Collagen membranes prevent uncontrolled growth of soft tissue into the regenerating zone, which favors the development of hard tissue.

• Giannoudis, P. V., Faour, O., Goff, T., & Kanakaris, N. (2007). Determinants of the optimal time for the administration of autologous bone marrow cells in the management of fracture non-unions. Injury, 38(Suppl 2), S100-S107.
• He, C., & Jin, Y. (2010). Novel method for the purification of collagen using organic electrolytes and low speed centrifugation. Bioresource Technology, 101(24), 9557-9562.
• Salgado, A. J., Coutinho, O. P., & Reis, R. L. (2004). Bone tissue engineering: State of the art and future trends. Macromolecular bioscience, 4(8), 743-765.
• Suh, D. Y., Singh, J., Abatelyan, A., & Dendorfer, A. (2008). Inflammatory response and biodegradation of dermal sheep collagen cross-linked using a combination of chemical and gamma irradiation methods. Journal of Biomedical Materials Research Part A, 84(3), 646-656.

Die Resorption von implantiertem Kollagen ist ein wichtiger Prozess, der bestimmt, wie lange das Kollagenmaterial im Körper verbleibt, bevor es abgebaut und durch körpereigene Substanzen ersetzt wird

Enzymatic degradation

Collagen is degraded by specialized enzymes, especially collagenases. These enzymes split the collagen molecules into smaller fragments.

Phagocytosis by macrophages

The degraded collagen fragments are phagocytosed by macrophages, i.e. taken up and degraded by these cells.

Tissue remodeling

The resorption of collagen enables the remodeling of the surrounding tissue. This is particularly important in wound healing and in the formation of new tissue.

Metabolite excretion

The degraded collagen fragments are excreted in the form of metabolites that are easily metabolized and eliminated by the body.

Es ist wichtig zu beachten, dass die Geschwindigkeit der Kollagenresorption von verschiedenen Faktoren beeinflusst wird, einschließlich der Art des implantierten Kollagenmaterials, des Implantationsortes und der individuellen physiologischen Bedingungen des Patienten. Die Resorption von implantiertem Kollagen ist ein natürlicher Teil des Heilungsprozesses und ermöglicht die Integration des körperfremden Materials in das umgebende Gewebe.
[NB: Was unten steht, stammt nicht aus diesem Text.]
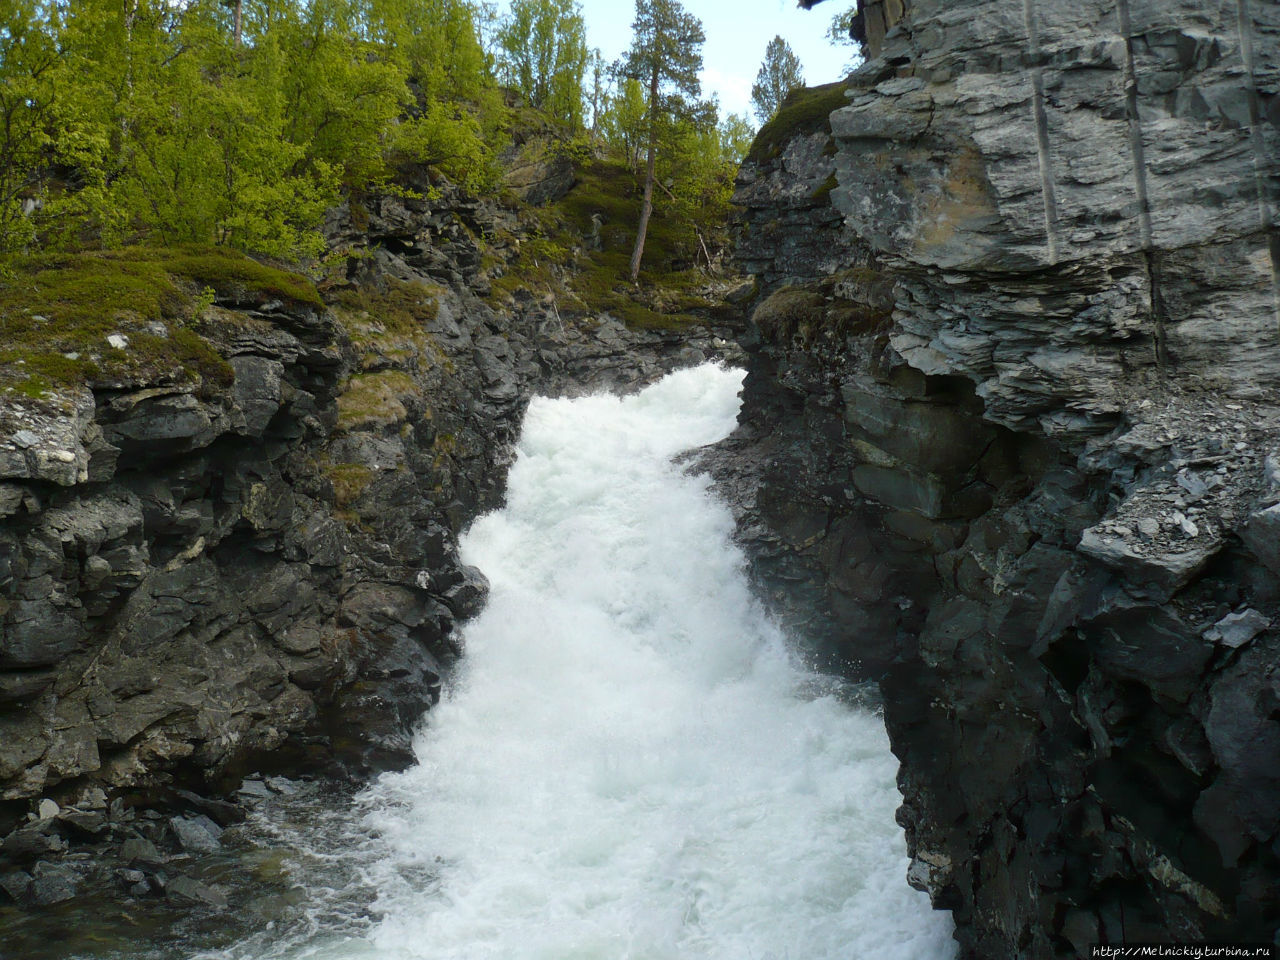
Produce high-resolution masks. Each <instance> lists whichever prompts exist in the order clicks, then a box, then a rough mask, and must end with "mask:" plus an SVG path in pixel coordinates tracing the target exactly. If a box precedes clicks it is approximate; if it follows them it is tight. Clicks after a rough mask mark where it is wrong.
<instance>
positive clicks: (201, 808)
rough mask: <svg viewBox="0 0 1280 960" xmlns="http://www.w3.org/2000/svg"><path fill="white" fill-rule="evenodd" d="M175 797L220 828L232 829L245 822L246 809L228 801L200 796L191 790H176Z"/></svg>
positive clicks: (174, 794)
• Eming, S. A., Martin, P., & Tomic-Canic, M. (2014). Wound repair and regeneration: mechanisms, signaling, and translation. Science Translational Medicine, 6(265), 265sr6.
• Nagase, H., Visse, R., & Murphy, G. (2006). Structure and function of matrix metalloproteinases and TIMPs. Cardiovascular Research, 69(3), 562-573.
• Ricard-Blum, S. (2011). The collagen family. Cold Spring Harbor Perspectives in Biology, 3(1), a004978.
• Wynn, T. A., & Vannella, K. M. (2016). Macrophages in Tissue Repair, Regeneration, and Fibrosis. Immunity, 44(3), 450-462.